Pendant ce temps, la Bourse a intimé Berlusconi le caïman de ranger les siennes au profit de Monti le python, et le PS s’est défait de ce qui fut son membre le plus proéminent (et pas turgescent: il y a longtemps qu’il n’y a plus rien de rouge au PS). Dominique Strauss-Kahn affirme souffrir du « lynchage médiatique » dont il est la cible et et consent à admettre qu’il est « malade ». On pourrait lui arguer que ça lui apprendra à tremper son biscuit sans l’autorisation de la dame, et qu’il serait temps qu’on administre au pourceau des piqûres. Or, ces deux énergumènes furent de grands consommateurs de prostituées, et si l’une n’avait pas été mineure et quelques autres mises à disposition du priapique ex-patron du FMI par des notables, on n’a pas l’impression que grand-monde ne s’en serait ému. En France, on a même l’impression que la fréquentation des ribaudes est un signe de santé gaillarde bien en phase avec l’appétit rabelaisien qui nous distingue de l’Anglais qui ne rit que quand il brûle des jeunes Lorraines déjà bien illuminées avant que de prendre feu. De même, un adage « bien de chez nous » affirme sans aucune preuve que la prostitution serait le plus vieux métier du monde. Admettons tout de même qu’il doit y avoir une part de vérité: c’est toujours les femmes qui se cognent le sale boulot. Enfin, d’aucuns trouvent que ce serait une fine idée de rouvrir les maisons closes. Rien que le fait qu’une maison close ouverte soit toujours close m’énerve du point de vue grammatical, mais pis encore, les tenants de cette « idée » essaient de faire passer leurs tendances sadiques pour un parangon de libertinage, et c’est moi qui passe pour un réac. Bande d’atrophiés du mandibule foutatoire, tout ce que vous méritez de la maison close, c’est la syphillis, la chaude-pisse et autres maladies vénériennes qui je l’espère finiront de vous ronger l’appendice qui vous tient lieu de cerveau.

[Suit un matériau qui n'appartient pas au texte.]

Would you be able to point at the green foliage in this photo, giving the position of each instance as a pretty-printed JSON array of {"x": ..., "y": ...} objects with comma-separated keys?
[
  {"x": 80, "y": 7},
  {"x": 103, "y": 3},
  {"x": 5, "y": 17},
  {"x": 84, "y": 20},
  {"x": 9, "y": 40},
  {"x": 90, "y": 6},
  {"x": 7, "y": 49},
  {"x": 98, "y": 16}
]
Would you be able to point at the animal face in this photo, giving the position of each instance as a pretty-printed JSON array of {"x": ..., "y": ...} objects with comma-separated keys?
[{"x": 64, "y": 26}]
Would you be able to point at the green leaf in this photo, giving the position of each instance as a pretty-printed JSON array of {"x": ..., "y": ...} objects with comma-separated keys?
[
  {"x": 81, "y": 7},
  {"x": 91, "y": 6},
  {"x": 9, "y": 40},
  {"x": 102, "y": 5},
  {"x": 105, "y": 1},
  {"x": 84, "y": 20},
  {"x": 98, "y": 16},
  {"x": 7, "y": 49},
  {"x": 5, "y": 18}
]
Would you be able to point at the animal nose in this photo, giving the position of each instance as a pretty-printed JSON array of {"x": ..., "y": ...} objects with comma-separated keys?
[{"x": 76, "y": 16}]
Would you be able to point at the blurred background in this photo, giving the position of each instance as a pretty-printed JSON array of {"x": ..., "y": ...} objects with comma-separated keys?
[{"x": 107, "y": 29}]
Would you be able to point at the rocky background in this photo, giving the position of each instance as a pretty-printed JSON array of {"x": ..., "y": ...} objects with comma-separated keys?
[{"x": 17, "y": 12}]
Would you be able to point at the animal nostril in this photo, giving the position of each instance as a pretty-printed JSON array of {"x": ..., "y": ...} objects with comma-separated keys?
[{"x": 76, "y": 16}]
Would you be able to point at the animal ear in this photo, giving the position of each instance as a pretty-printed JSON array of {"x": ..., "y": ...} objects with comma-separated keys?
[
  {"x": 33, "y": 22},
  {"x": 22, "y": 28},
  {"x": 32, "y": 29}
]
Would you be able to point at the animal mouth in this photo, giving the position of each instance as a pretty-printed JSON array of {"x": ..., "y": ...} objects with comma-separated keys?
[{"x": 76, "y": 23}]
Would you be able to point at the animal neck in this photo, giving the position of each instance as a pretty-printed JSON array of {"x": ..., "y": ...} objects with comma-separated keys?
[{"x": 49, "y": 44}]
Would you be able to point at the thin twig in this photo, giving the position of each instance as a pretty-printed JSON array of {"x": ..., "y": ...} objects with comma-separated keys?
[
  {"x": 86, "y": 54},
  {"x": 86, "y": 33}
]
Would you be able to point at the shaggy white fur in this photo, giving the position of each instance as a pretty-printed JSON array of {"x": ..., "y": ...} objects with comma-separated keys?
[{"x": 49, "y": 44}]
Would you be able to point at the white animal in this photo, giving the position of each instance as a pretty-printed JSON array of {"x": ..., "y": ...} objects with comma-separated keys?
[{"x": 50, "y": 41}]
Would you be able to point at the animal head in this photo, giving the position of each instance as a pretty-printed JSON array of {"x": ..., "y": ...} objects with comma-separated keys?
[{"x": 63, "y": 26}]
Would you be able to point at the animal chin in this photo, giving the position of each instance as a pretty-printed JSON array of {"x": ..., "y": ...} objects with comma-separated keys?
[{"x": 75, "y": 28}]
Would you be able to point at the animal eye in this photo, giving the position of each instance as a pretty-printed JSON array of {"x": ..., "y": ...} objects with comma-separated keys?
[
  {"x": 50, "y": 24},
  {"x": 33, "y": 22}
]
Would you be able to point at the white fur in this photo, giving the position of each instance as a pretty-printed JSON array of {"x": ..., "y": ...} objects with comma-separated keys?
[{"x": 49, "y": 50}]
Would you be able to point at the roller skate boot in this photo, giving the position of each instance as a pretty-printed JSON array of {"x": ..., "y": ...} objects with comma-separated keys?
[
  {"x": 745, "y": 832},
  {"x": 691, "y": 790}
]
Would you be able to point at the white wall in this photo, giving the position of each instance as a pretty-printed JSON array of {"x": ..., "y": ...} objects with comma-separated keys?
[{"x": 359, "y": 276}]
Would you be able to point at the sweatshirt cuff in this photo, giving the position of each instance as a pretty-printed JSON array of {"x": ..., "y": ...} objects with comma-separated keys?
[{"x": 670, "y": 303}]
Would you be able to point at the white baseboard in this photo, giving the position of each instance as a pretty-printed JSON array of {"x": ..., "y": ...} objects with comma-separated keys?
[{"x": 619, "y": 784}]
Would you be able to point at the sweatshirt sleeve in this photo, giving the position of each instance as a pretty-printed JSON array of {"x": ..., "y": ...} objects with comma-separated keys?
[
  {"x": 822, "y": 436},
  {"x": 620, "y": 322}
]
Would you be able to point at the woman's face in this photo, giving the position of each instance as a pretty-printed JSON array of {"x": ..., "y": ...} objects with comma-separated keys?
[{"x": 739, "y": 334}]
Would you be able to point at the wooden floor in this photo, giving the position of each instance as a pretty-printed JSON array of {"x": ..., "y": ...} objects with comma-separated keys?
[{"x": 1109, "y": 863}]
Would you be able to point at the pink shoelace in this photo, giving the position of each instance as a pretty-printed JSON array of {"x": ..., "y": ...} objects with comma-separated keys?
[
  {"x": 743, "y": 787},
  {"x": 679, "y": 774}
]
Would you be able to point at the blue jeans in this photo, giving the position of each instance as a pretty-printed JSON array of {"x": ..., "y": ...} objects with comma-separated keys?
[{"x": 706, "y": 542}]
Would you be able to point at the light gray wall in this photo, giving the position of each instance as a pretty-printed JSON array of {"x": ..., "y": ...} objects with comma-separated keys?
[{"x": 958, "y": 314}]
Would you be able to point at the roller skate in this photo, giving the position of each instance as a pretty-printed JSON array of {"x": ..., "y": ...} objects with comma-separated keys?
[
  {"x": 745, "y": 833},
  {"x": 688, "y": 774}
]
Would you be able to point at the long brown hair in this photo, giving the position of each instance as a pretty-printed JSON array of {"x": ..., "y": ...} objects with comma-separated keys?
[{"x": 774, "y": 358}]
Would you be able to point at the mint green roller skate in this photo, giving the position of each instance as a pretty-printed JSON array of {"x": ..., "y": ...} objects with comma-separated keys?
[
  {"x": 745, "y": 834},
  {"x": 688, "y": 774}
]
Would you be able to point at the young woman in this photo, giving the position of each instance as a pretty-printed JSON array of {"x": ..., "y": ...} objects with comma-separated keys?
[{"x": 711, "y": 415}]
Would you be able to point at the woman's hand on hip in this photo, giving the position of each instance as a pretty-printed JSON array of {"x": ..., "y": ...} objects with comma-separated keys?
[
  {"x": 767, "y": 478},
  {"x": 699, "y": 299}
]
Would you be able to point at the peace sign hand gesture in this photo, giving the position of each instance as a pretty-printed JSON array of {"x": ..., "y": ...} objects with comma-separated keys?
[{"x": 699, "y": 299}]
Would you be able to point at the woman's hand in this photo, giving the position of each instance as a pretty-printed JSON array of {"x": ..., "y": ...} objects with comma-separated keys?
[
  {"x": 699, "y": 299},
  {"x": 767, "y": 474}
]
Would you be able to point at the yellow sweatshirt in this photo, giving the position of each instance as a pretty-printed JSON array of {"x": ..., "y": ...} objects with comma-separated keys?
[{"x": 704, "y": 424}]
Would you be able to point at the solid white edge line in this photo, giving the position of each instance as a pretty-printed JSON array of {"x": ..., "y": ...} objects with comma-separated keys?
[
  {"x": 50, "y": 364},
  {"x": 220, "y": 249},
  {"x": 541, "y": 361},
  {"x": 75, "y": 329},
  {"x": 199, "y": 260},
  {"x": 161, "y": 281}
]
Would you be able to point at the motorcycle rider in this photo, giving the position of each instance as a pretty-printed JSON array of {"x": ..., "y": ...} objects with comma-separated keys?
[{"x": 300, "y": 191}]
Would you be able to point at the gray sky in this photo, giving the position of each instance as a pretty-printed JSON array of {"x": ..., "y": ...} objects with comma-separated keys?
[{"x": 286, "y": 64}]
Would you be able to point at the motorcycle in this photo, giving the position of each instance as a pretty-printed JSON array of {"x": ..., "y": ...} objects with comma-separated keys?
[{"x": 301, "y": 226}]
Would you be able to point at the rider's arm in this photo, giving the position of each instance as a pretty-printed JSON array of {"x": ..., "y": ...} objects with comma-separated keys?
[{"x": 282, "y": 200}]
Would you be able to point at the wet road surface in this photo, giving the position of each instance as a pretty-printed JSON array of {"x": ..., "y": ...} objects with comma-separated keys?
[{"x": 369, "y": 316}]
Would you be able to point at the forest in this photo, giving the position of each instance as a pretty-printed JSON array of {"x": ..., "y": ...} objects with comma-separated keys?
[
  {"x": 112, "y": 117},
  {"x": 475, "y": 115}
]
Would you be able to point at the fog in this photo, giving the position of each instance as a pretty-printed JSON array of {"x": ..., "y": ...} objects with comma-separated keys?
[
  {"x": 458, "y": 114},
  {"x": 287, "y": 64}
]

Laissons quelques instants le trottoir et revenons à notre tonneau cynique. Tout l’objet de la philosophie qui n’est pas infestée de moraline et de superstition, c’est la liberté, le droit à la sphère privée, et plus précisément l’affirmation du corps. Obliger quelqu’un à se prostituer, par la contrainte économique ou morale, c’est le priver de disposer de soi. Grisélidis Réal (cherchez sur Wikipédia, je vais pas vous mâcher tout le boulot) regrettait qu’on la prenne pour une prostituée qui écrivait, alors qu’elle était une artiste qui se prostituait. Les arguments oiseux qui voudraient que certaines « femmes publiques » se prostituent par plaisir sont un mythe assis sur un mythe aussi désolant que celui de la supériorité d’un genre sur l’autre, et si elles existent, elles ne sont dans le meilleur des cas qu’une infinitésimale exception. Le raisonnement qui veut qu’il n’y ait pas que des pauvresses maltraitées mais aussi des « putes de luxe » n’est aussi que ratiocination de macho: la dignité n’a pas de prix (ou alors on parle des acteurs de publicité et il faudra inventer un autre mot pour différencier les vendus des prostituées). Enfin, l’autre argument qui consiste à dire que le bordel est une soupape à la misère sexuelle est définitivement le plus con de tous. D’une part contrairement au recours à la « professionnelle du sexe », la psychanalyse est remboursée par la Sécurité Sociale, et d’autre part c’est le culte de la consommation qui met des femmes dehors par un froid de canard et qui crée ce constant sentiment de privation. Je ne peux qu’approuver le législateur suédois qui tape sur le « consommateur » (désolé de mettre des guillemets partout, mais le fait de « consommer » quelqu’un me dégoûte), plutôt que de mettre des vies en danger avec un délit de racolage passif qui embête tout le monde sauf les proxénètes. Et même si je crains que la plastique des jolies ukrainiennes de Femen ne fassent passer leur message au second plan, je partage totalement leur combat contre les érotomanes de supermarché qui font leurs commissions dans les lieux de misère.

Dans un prochain épisode, nous sèmerons la discorde chez les débatteurs qui opposent musulmans modérés et intégristes, en rappelant que tous les Arabes ne sont pas musulmans et tous les musulmans ne sont pas arabes.